Alengo’s support is among the over 8,000 members trained by International Fertisers Development Center (IFDC) and the organisation also linked them to market.

He said they now sell cassava cuttings to Operation wealth creation and NAADs and sell the tubers to the organisation that makes ethanol.

 Future plans
 He plans to buys a tractor at sh130m to easy his farming activities and currently he has sh 525m on his account which he wants to buy a bus.
“I want to venture into transport business in order to expand on his business empire,” he said.
He also wants to educate all his seven children and nine orphans he picked during the war he is taking care of up to University.

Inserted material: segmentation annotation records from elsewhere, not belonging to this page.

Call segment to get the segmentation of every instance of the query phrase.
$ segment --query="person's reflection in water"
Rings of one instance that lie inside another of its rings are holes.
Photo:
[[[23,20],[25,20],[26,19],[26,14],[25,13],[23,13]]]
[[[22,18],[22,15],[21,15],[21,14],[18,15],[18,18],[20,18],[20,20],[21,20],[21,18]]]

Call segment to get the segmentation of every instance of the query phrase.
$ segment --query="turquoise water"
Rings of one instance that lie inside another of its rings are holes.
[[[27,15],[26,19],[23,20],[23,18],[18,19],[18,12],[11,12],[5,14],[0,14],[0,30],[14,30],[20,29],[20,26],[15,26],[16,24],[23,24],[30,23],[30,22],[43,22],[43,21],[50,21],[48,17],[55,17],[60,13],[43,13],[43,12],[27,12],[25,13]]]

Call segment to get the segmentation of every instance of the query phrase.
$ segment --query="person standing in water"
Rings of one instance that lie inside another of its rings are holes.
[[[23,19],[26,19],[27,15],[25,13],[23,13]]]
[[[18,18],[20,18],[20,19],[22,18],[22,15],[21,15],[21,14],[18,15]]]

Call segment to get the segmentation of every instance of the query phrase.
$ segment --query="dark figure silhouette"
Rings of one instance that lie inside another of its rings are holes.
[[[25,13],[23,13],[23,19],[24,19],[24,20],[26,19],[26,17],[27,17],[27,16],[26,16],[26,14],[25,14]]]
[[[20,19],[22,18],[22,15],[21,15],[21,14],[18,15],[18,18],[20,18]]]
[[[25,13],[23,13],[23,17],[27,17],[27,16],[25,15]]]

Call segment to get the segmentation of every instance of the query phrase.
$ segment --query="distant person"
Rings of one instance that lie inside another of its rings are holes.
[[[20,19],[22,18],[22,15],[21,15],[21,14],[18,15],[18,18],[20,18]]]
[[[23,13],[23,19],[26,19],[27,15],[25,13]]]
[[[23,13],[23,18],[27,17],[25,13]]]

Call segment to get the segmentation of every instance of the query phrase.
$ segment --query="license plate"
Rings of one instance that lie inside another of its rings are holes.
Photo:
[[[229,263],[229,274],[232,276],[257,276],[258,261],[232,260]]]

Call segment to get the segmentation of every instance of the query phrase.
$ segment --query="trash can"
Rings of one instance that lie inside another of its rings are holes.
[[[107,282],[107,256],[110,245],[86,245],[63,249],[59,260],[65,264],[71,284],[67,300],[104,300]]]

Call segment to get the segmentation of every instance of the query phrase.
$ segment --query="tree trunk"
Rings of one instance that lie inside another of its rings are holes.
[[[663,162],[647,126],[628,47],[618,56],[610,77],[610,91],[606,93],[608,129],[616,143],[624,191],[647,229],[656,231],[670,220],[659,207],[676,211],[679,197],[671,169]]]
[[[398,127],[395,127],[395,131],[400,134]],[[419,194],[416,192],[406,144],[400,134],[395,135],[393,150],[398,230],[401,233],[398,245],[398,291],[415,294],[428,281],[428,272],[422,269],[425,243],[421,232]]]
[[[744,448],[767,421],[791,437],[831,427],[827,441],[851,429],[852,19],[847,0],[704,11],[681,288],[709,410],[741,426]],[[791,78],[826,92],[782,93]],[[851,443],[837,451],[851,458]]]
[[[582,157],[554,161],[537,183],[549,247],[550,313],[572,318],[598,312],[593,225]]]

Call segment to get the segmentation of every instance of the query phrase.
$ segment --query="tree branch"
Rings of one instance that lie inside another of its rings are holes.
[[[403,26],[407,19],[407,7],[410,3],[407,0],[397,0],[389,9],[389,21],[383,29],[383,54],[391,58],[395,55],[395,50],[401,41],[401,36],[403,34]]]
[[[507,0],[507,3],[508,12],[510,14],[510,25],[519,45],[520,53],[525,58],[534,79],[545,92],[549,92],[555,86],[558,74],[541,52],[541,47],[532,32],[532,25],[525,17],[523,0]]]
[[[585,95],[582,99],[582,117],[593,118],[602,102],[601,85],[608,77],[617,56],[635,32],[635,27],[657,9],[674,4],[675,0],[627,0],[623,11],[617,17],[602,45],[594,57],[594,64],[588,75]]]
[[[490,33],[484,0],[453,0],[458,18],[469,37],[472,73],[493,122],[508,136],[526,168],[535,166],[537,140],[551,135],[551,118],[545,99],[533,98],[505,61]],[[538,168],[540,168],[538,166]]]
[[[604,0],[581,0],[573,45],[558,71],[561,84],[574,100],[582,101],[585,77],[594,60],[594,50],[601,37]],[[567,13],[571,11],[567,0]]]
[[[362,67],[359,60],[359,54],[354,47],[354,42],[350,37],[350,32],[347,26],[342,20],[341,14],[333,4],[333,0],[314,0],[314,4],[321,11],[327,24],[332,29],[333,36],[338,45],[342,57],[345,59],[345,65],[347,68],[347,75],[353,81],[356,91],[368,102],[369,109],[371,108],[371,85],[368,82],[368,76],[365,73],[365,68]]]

“When I picked those kids , I chose to be their father and I wanted to give them a permanent home . I will take care of them until the end,” he said.

 The last born out 10 and the son of Fenekansi Eyit and Norah Abiri, Alengo, was inspired by the suffering of war and wanted to keep his father’s legacy.
“Being the only boy in a family of 10, I knew that all my sisters would get married and I needed to keep the family going as a man,” he said.

He advised the youth to come back after school and engage in farming. He says this is the only sure way of creating jobs and fighting unemployment.

 He urged the youth to stop giving excuses and wasting time in gambling and betting but come back start with the smallest land they have to engage in commercial farming.

“There is money in farming because people will never stop eating, there is ready market for food crop and youth should come back to dig,” he said.

He advised farmers to stop subsistence farming but put their energies in commercial farming, to get money. 

Alengo said that farmers also need to exercise some patience so that they can get the best yield out of their gardens.

The growth  
 According to Alengo,  in one acre of cassava, a farmer needs to invest in sh 120,000 for ploughing,  buy five bags of cassava cutting  at sh 50,000, sh 50,000 for weeding and sh 80,000 for planting, which comes to sh 300,000.

 He said one acre of land is capable of giving a farmer sh 6m from the cutting and sh 5m from tubers.

He employs 10 permanent staff at his farm who he pays between sh 80,000 to 150,000 and gives them other incentives like food, cassava cutting and recommends them for trainings in cassava growing. 

 When the weed is too much, he also hires prisoners about 40 every day and at cost of sh 4,000 each.

His biggest challenges are weather related which he has nothing to do about them.
“ Aleptong sometimes floods and when it’s a dry session, it dries so much that we lose our crops,” he said.

Stabilising and picking the pieces from the camp is one of the most significant achievement Alengo mentions.
Being able to get market outside Uganda, educating his children, expanding his farming and becoming popular are some of the significant gains he has attained.